Free museum: DePaul Art Museum
Where: DePaul Art Museum, 935 W. Fullerton, 773.325.7506
When: Mon–Tue: Closed, Wed–Th: 11 am–7 pm, Fri–Sun: 11 am–5 pm. DPAM is closed on the following days: Independence Day, Thanksgiving Day, Christmas Eve, Christmas Day, (December 25–27), and New Year’s Day.
Tock reservations are required.
Search the calendar for events.
Admission, lectures, concerts, tours, receptions, gallery talks and special events are always free. The museum closes quarterly to change exhibits. Always call first before heading over.
DePaul Art Museum (DPAM)is located in a $7.8m 15,000 square foot building opened in 2011 on the university’s Lincoln Park campus.

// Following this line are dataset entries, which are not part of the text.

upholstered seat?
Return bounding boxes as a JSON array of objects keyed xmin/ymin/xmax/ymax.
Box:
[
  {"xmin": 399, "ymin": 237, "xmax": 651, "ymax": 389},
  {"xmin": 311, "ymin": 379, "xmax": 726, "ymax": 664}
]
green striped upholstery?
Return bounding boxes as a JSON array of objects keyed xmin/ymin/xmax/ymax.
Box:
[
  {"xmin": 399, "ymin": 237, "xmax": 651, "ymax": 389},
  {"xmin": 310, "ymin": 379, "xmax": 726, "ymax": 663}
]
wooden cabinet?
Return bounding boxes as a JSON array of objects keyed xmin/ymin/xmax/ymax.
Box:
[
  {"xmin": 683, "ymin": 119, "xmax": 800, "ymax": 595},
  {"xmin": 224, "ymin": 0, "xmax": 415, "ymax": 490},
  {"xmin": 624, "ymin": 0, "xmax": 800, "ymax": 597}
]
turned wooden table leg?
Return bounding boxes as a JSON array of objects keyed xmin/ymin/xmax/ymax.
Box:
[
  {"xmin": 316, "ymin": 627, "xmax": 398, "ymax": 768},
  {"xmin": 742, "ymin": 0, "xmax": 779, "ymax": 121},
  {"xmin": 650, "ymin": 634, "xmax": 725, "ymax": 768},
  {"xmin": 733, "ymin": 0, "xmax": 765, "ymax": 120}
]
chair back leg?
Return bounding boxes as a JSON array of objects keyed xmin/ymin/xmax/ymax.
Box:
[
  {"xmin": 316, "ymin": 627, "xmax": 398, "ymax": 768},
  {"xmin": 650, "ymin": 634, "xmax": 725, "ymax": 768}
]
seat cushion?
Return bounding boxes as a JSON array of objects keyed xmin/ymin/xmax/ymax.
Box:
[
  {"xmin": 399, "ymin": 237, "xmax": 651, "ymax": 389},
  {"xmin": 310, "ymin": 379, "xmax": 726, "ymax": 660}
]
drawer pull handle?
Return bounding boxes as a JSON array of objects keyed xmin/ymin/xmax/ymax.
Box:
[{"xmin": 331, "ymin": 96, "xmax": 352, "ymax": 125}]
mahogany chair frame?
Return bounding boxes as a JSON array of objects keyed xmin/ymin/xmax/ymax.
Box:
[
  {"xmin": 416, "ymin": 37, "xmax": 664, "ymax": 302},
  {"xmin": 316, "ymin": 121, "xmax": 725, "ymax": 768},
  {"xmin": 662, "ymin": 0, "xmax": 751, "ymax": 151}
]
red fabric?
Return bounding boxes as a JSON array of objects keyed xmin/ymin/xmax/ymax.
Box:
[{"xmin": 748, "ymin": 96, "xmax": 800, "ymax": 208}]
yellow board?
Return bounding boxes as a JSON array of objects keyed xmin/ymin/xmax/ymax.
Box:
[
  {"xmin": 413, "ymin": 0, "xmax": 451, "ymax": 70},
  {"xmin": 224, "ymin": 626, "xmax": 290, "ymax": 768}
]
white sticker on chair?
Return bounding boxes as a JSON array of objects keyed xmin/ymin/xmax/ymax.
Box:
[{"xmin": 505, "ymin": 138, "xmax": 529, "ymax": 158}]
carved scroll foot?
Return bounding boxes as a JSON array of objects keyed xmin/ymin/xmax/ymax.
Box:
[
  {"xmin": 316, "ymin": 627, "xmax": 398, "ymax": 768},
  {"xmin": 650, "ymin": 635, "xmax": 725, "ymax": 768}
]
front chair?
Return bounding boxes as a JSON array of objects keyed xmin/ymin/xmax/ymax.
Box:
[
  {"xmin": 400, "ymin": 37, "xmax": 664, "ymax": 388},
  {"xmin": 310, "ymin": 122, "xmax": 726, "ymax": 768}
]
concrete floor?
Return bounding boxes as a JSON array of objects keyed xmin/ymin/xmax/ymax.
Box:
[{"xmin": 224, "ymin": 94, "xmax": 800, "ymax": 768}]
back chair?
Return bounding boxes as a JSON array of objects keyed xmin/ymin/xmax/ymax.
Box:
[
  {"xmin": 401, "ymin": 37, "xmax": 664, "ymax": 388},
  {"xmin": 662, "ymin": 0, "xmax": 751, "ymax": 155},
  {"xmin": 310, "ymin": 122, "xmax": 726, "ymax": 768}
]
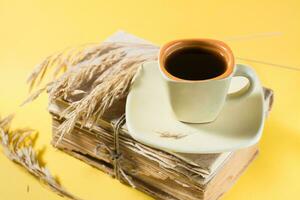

It serves as a focal point for teaching and discussion through visual arts and material culture. The museum offers a wide variety of special exhibitions in all media throughout the year from distant continents to Chicago’s own backyard.
Exhibits:
Learned Objects Studio Works by William Estrada, Regin Igloria, Nicole Marroquin, and Rochele Royster September 9, 2021 – February 13, 2022
Stockyard Institute 25 Years of Art and Radical Pedagogy September 9, 2021 – February 13, 2022
Remaking the Exceptional Tea, Torture, & Reparations | Chicago to Guantánamo March 10–August 7, 2022
Solo(s): Krista Franklin September 8, 2022–February 19, 2023
A Natural Turn: María Berrío, Joiri Minaya, Rosana Paulino, and Kelly Sinnapah Mary September 8, 2022–February 19, 2023
About DePaul Art Museum
Mission
DePaul Art Museum extends the University’s commitments to excellence, diversity and social concerns through educational exhibitions, collections, and programming that provide fresh perspectives on art and culture from distant continents to Chicago’s own backyard.
DePaul Art Museum is a 15,000-square-foot building on the university’s Lincoln Park campus. Staffed by museum professionals, it serves as a focal point for teaching and discussion through visual arts and material culture. It supports the educational mission of the university through its collections, exhibitions, programs, and events, which allow both students and members of the wider community to explore broadly the visual representation of ideas over time and space. Its collections and programs are diverse, but strongly represent art of the Chicago area. Many of its projects are historical or thematic in focus, but the gallery has a commitment to showing contemporary art as a means of exploring aspects of our own culture.
Exhibitions
The museum offers a wide variety of special exhibitions in all media throughout the year, from thematic and historical exhibitions to works by contemporary artists. Recent presentations include paintings, sculpture, printmaking and installation by contemporary Iraqi artists; early twentieth-century photographs by Eugene Atget and Berenice Abbott, and old master prints by such artists as Dürer, Cranach, Rembrandt and Goya. Lectures, concerts, and special events provide additional perspectives.